As I quickly discovered, Medium's minimalist interface is, well, so minimal that you could spend hours on the site trying to figuring out how to do just about anything.

I dare you to figure out:
  • what Medium is. There is no "About" section. Right this minute I can't even remember how I figured this out. I may never be able to duplicate it again.
  • how to login or create an account. Turns out you click on the "M" in the right hand corner. Intuitive - not.
  • where to write a story. When you go to write a story, there is a helpful title prompt. I typed in a title and then tried to figure out where the field was to write the story. I waited for a sign. I clicked frantically in various empty spaces around my title. I almost gave up. Then I pressed "enter." That's what I was supposed to do. Intuitive? No.
  • how to publish a story. Once I wrote a story, I couldn't immediately figure out how to publish it.
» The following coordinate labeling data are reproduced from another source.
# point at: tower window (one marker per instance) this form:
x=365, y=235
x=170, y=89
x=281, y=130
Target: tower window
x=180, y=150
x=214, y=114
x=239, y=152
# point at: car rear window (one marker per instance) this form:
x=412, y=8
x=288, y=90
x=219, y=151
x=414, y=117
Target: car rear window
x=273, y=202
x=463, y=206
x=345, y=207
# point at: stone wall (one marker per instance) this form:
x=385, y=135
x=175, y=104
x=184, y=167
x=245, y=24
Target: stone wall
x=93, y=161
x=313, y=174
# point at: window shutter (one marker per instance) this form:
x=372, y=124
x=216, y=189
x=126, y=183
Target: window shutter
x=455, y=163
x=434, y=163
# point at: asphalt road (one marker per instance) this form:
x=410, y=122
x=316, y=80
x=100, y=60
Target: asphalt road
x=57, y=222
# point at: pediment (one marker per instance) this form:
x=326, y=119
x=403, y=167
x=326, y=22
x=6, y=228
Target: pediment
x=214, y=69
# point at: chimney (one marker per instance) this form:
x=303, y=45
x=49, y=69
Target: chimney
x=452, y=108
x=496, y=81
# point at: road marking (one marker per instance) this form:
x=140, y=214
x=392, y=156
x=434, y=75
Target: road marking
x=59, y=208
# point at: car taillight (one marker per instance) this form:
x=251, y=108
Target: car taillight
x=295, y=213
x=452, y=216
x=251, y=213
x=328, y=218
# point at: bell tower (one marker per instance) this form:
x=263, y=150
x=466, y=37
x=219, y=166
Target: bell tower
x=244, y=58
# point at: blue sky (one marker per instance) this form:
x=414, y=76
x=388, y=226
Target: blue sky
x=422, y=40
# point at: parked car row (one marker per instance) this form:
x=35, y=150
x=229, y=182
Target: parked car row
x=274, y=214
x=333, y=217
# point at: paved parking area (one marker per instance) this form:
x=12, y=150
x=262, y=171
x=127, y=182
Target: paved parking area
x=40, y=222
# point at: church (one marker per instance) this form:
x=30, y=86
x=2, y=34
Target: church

It turns out you have to click on a symbol "<" located in the right hand corner of the site to get to a button that says "publish." That's just not OK. How can anyone be expected to think "<" means publish?
  • how to find your story once it's published. So after I clicked publish, I decided to find my story "Blurred Lines - it's not just a song." It had vanished. Turns out you click the "M" and you can type the title in a query box. Oh.
  • how to find the "right drawer menu." Medium claims "If you slide open your right drawer menu, you can change how your story will be presented in reading lists and search results." Problem is I never found the "right drawer menu." I've never even heard of a "drawer menu" as a concept. I have given up finding the "right drawer menu."
Don't think for a minute that I am alone in my perplexity. The FAQ section of Medium, is full of missives from angry, desperate and confused users of the site begging for direction.

I would direct you there but I can't remember how.

1 comment:

  1. I don't have any problems with Medium. The slide out navigation is widely used and I find it perfectly understandable. The front page has a "learn more" button smack dab in the middle. The "write a new story" button is on the upper right hand side. Your published stories are accessible from your profile. They appear at the top of your list of recommended stories. The right drawer menu is just a slide-out as used on a lot of apps like Yojimbo, Devonthink and lots of websites. It's true that the navigation is not set out in what might be thought as a conventional way but that is the whole point. To remove clutter as much as possible. A couple of minutes clicking around should tell most people what is what. personally, I like the platform. I think it's ironic that the site you refer to "Web Sites That Suck" is itself hardly a great example of web design. In fact it's pretty awful.